Weiß man gegenüber diesen Verfügungen nicht, inwieweit sie in Rostock überhaupt nöthig waren oder die Meister sich vielleicht einfach den Beschlüssen der anderen Städte unterwarfen, so liegt uns doch auch eine Rostocker Local=Verordnung vor, allerdings erst vom Jahre 1775. 1 ) Meister und Gesellen des ganzen Zinngießer=Amts zusammen bestimmen in ihr für die "Oberlender Gesellen", wie es mit diesen gehalten werden soll. Wenn sie in Rostock eintreffen, soll der Schaffer (wohl der Altgesell), falls sie es verlangen, für sie um Arbeit sich umschauen und wenn sie wieder den Wanderstab weiter setzen, sollen sie ihren Fortgang bei dem Altgesellen anmelden.

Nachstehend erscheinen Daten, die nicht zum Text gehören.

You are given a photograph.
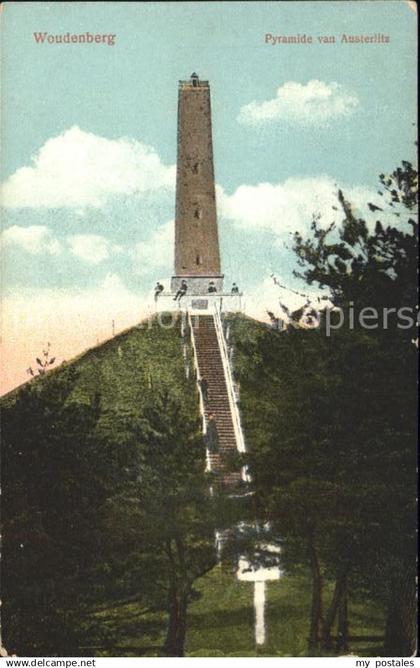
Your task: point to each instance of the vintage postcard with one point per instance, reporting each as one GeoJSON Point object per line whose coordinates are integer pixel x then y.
{"type": "Point", "coordinates": [209, 324]}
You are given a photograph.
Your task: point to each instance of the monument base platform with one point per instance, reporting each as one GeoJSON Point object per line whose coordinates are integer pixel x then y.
{"type": "Point", "coordinates": [197, 285]}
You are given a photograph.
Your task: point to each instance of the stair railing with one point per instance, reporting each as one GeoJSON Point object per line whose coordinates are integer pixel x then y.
{"type": "Point", "coordinates": [234, 409]}
{"type": "Point", "coordinates": [200, 393]}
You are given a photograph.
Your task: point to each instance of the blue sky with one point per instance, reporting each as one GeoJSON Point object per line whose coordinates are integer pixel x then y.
{"type": "Point", "coordinates": [89, 140]}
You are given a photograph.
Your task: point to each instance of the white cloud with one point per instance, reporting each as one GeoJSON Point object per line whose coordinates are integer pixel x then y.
{"type": "Point", "coordinates": [79, 169]}
{"type": "Point", "coordinates": [35, 239]}
{"type": "Point", "coordinates": [314, 103]}
{"type": "Point", "coordinates": [91, 247]}
{"type": "Point", "coordinates": [155, 253]}
{"type": "Point", "coordinates": [287, 207]}
{"type": "Point", "coordinates": [266, 296]}
{"type": "Point", "coordinates": [72, 320]}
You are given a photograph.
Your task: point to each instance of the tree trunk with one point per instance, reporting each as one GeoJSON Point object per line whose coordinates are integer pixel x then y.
{"type": "Point", "coordinates": [343, 623]}
{"type": "Point", "coordinates": [339, 590]}
{"type": "Point", "coordinates": [170, 647]}
{"type": "Point", "coordinates": [177, 601]}
{"type": "Point", "coordinates": [400, 626]}
{"type": "Point", "coordinates": [315, 629]}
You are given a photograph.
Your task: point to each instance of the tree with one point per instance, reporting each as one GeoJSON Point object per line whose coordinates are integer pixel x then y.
{"type": "Point", "coordinates": [337, 449]}
{"type": "Point", "coordinates": [167, 510]}
{"type": "Point", "coordinates": [56, 479]}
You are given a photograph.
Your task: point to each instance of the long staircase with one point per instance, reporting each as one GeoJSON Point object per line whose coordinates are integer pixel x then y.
{"type": "Point", "coordinates": [209, 353]}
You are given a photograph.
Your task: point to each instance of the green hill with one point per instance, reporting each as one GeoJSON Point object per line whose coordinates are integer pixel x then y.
{"type": "Point", "coordinates": [116, 383]}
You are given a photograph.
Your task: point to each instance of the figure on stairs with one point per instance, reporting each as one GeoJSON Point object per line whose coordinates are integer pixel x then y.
{"type": "Point", "coordinates": [181, 291]}
{"type": "Point", "coordinates": [212, 436]}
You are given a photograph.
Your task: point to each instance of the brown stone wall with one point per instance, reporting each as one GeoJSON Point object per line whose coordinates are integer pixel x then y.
{"type": "Point", "coordinates": [196, 237]}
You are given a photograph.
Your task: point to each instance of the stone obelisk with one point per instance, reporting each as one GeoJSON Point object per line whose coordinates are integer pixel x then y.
{"type": "Point", "coordinates": [197, 257]}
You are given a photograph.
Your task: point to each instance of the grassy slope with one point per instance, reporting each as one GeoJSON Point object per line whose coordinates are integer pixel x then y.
{"type": "Point", "coordinates": [221, 619]}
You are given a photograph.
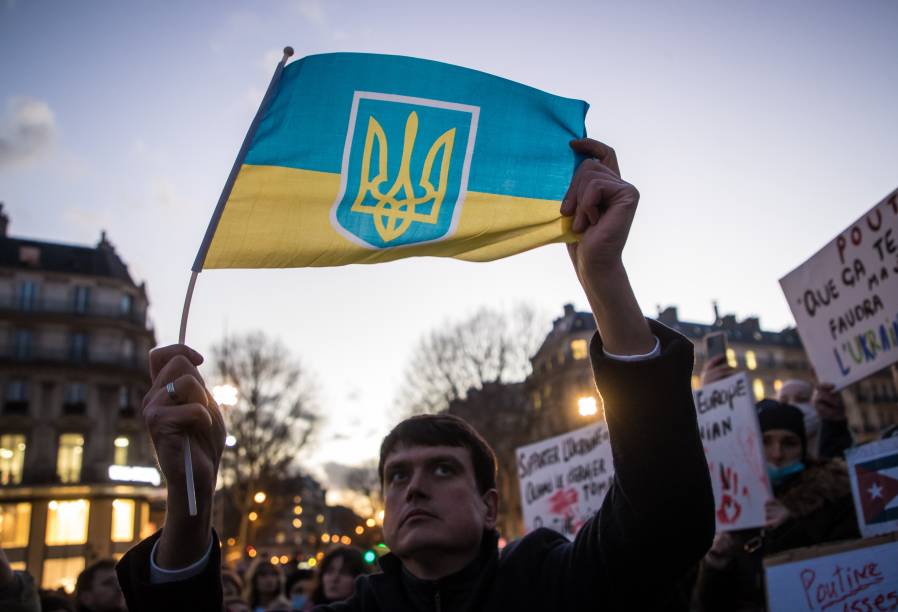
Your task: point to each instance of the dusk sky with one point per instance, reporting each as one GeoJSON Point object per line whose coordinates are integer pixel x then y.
{"type": "Point", "coordinates": [755, 131]}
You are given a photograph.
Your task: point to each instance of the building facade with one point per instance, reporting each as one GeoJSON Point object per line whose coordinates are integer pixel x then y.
{"type": "Point", "coordinates": [77, 473]}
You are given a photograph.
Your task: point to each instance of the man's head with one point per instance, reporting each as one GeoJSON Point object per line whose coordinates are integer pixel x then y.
{"type": "Point", "coordinates": [782, 425]}
{"type": "Point", "coordinates": [97, 589]}
{"type": "Point", "coordinates": [439, 481]}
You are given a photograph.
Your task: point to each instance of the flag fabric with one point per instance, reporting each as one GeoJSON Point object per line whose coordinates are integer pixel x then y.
{"type": "Point", "coordinates": [877, 483]}
{"type": "Point", "coordinates": [362, 158]}
{"type": "Point", "coordinates": [873, 469]}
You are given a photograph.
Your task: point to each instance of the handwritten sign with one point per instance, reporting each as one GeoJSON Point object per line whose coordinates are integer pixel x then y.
{"type": "Point", "coordinates": [730, 434]}
{"type": "Point", "coordinates": [874, 482]}
{"type": "Point", "coordinates": [845, 298]}
{"type": "Point", "coordinates": [848, 577]}
{"type": "Point", "coordinates": [564, 479]}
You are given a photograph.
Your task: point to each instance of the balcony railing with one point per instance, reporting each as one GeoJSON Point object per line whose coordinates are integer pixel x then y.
{"type": "Point", "coordinates": [68, 307]}
{"type": "Point", "coordinates": [67, 356]}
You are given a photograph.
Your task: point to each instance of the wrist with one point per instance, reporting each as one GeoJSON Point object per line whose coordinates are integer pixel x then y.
{"type": "Point", "coordinates": [184, 538]}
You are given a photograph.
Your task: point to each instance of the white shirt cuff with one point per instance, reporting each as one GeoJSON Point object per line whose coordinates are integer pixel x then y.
{"type": "Point", "coordinates": [159, 575]}
{"type": "Point", "coordinates": [650, 355]}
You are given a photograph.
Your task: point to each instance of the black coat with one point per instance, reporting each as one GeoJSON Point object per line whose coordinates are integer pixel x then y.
{"type": "Point", "coordinates": [656, 522]}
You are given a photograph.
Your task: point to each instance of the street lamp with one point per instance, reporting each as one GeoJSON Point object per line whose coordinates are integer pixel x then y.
{"type": "Point", "coordinates": [587, 406]}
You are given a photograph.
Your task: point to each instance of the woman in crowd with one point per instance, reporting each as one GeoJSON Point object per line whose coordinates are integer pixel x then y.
{"type": "Point", "coordinates": [336, 575]}
{"type": "Point", "coordinates": [264, 589]}
{"type": "Point", "coordinates": [812, 504]}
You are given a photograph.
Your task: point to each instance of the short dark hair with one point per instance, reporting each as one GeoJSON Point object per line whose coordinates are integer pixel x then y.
{"type": "Point", "coordinates": [85, 581]}
{"type": "Point", "coordinates": [353, 564]}
{"type": "Point", "coordinates": [443, 430]}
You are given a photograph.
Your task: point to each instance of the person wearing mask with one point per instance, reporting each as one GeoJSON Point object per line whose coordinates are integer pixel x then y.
{"type": "Point", "coordinates": [264, 590]}
{"type": "Point", "coordinates": [438, 475]}
{"type": "Point", "coordinates": [825, 422]}
{"type": "Point", "coordinates": [17, 592]}
{"type": "Point", "coordinates": [97, 589]}
{"type": "Point", "coordinates": [336, 576]}
{"type": "Point", "coordinates": [300, 585]}
{"type": "Point", "coordinates": [812, 504]}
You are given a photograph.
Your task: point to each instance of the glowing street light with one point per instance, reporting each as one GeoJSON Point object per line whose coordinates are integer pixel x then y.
{"type": "Point", "coordinates": [225, 395]}
{"type": "Point", "coordinates": [587, 406]}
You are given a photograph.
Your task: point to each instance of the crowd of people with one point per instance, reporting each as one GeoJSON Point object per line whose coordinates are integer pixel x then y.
{"type": "Point", "coordinates": [259, 587]}
{"type": "Point", "coordinates": [651, 546]}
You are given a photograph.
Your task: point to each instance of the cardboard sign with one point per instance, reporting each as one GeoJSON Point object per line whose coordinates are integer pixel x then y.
{"type": "Point", "coordinates": [856, 576]}
{"type": "Point", "coordinates": [733, 446]}
{"type": "Point", "coordinates": [845, 298]}
{"type": "Point", "coordinates": [874, 482]}
{"type": "Point", "coordinates": [564, 479]}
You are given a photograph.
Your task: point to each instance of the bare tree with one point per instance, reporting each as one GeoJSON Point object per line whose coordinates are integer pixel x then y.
{"type": "Point", "coordinates": [487, 347]}
{"type": "Point", "coordinates": [274, 418]}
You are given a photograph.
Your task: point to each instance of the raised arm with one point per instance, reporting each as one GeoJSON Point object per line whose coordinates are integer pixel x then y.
{"type": "Point", "coordinates": [179, 566]}
{"type": "Point", "coordinates": [658, 517]}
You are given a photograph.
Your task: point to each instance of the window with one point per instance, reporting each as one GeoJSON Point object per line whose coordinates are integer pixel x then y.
{"type": "Point", "coordinates": [12, 458]}
{"type": "Point", "coordinates": [79, 346]}
{"type": "Point", "coordinates": [731, 358]}
{"type": "Point", "coordinates": [23, 344]}
{"type": "Point", "coordinates": [122, 520]}
{"type": "Point", "coordinates": [68, 459]}
{"type": "Point", "coordinates": [15, 523]}
{"type": "Point", "coordinates": [62, 573]}
{"type": "Point", "coordinates": [67, 522]}
{"type": "Point", "coordinates": [75, 399]}
{"type": "Point", "coordinates": [82, 299]}
{"type": "Point", "coordinates": [121, 450]}
{"type": "Point", "coordinates": [16, 397]}
{"type": "Point", "coordinates": [128, 349]}
{"type": "Point", "coordinates": [758, 388]}
{"type": "Point", "coordinates": [27, 295]}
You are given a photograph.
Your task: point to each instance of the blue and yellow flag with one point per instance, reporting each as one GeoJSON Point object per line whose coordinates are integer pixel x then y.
{"type": "Point", "coordinates": [360, 158]}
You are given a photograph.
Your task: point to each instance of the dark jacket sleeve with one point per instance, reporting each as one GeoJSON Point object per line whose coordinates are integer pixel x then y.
{"type": "Point", "coordinates": [657, 520]}
{"type": "Point", "coordinates": [835, 439]}
{"type": "Point", "coordinates": [202, 593]}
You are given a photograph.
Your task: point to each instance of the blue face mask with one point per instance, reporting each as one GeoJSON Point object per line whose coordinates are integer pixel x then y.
{"type": "Point", "coordinates": [779, 475]}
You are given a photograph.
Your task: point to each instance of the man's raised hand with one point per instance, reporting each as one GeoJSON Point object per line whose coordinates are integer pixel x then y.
{"type": "Point", "coordinates": [169, 417]}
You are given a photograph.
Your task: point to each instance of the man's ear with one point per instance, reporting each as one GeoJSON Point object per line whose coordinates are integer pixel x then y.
{"type": "Point", "coordinates": [491, 501]}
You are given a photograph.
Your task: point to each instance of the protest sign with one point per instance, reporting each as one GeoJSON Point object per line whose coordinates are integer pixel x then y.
{"type": "Point", "coordinates": [732, 441]}
{"type": "Point", "coordinates": [856, 576]}
{"type": "Point", "coordinates": [845, 298]}
{"type": "Point", "coordinates": [564, 479]}
{"type": "Point", "coordinates": [874, 482]}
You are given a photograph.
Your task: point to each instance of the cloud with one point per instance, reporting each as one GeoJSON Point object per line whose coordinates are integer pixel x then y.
{"type": "Point", "coordinates": [27, 131]}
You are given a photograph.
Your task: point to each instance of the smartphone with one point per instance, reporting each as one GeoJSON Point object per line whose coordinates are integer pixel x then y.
{"type": "Point", "coordinates": [715, 345]}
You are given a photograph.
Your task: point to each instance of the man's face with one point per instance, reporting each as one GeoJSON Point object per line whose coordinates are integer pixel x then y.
{"type": "Point", "coordinates": [432, 501]}
{"type": "Point", "coordinates": [104, 594]}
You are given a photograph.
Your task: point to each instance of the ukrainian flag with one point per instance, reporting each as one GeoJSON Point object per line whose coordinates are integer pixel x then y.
{"type": "Point", "coordinates": [360, 158]}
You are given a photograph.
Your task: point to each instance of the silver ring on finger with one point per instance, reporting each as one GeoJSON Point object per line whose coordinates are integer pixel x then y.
{"type": "Point", "coordinates": [172, 394]}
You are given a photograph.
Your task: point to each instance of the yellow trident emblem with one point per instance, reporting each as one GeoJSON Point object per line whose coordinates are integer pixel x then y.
{"type": "Point", "coordinates": [393, 216]}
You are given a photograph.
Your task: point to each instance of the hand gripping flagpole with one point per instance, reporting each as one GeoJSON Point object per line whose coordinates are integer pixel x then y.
{"type": "Point", "coordinates": [207, 240]}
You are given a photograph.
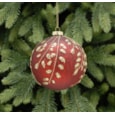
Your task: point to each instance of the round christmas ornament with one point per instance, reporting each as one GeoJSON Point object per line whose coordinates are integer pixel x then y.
{"type": "Point", "coordinates": [58, 62]}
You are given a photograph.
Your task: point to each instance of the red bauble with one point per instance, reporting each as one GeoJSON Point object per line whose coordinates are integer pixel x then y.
{"type": "Point", "coordinates": [58, 62]}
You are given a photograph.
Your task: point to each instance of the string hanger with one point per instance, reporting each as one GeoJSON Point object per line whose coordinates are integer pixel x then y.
{"type": "Point", "coordinates": [57, 28]}
{"type": "Point", "coordinates": [57, 17]}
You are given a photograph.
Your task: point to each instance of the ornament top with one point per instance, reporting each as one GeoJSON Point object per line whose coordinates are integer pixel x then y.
{"type": "Point", "coordinates": [57, 33]}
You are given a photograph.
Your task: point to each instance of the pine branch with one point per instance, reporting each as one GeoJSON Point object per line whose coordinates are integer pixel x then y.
{"type": "Point", "coordinates": [9, 60]}
{"type": "Point", "coordinates": [104, 19]}
{"type": "Point", "coordinates": [37, 29]}
{"type": "Point", "coordinates": [46, 103]}
{"type": "Point", "coordinates": [13, 14]}
{"type": "Point", "coordinates": [110, 76]}
{"type": "Point", "coordinates": [21, 90]}
{"type": "Point", "coordinates": [101, 38]}
{"type": "Point", "coordinates": [26, 26]}
{"type": "Point", "coordinates": [94, 70]}
{"type": "Point", "coordinates": [77, 103]}
{"type": "Point", "coordinates": [79, 28]}
{"type": "Point", "coordinates": [87, 82]}
{"type": "Point", "coordinates": [101, 17]}
{"type": "Point", "coordinates": [95, 20]}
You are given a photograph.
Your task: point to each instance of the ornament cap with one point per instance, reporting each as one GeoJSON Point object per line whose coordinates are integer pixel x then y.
{"type": "Point", "coordinates": [54, 33]}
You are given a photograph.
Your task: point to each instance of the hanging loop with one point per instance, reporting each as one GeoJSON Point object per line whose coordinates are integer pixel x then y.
{"type": "Point", "coordinates": [57, 17]}
{"type": "Point", "coordinates": [57, 28]}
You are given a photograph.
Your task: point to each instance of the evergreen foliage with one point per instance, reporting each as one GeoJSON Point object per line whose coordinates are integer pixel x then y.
{"type": "Point", "coordinates": [23, 25]}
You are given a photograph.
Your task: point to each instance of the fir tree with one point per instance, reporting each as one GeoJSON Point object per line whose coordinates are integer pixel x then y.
{"type": "Point", "coordinates": [23, 25]}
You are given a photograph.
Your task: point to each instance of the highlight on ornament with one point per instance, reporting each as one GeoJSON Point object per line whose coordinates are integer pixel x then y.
{"type": "Point", "coordinates": [58, 62]}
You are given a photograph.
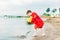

Ergiebt sich aus der Zahl der Meister und Lehrlinge, daß es nur ein kleines Amt war, dessen Vergangenheit wir erforschen, so füllte dasselbe im städtischen Leben doch seinen Platz aus wie alle andern. Es war regelmäßig im zweiten Quartier vertreten, selbst dann, als zeitweilig nur ein Mitglied im Amte war und dieses sich selbst wählte, und es trug gleich den andern Aemtern, wenn es nöthig wurde, die communalen Lasten. So mußte es im siebenjährigen Kriege, in welchem Meklenburg, ohne an demselben thätigen Antheil zu nehmen, doch ein Tummelplatz der kämpfenden Preußen und Schweden war, 2 ) an das Königliche Preußische Feld=Kriegs=Commissariat die erhebliche Summe von 100 Thlr. zahlen. Die Quittung hierüber, aus welcher ersichtlich, daß in 4 Terminen, vom 7. April bis 13. Mai 1762, das Geld wirklich beschafft wurde, liegt unter den Papieren der Lade.


1) Anhang Nr. 15.
2) Boll, Mekl. Gesch. Bd. 2, S. 300.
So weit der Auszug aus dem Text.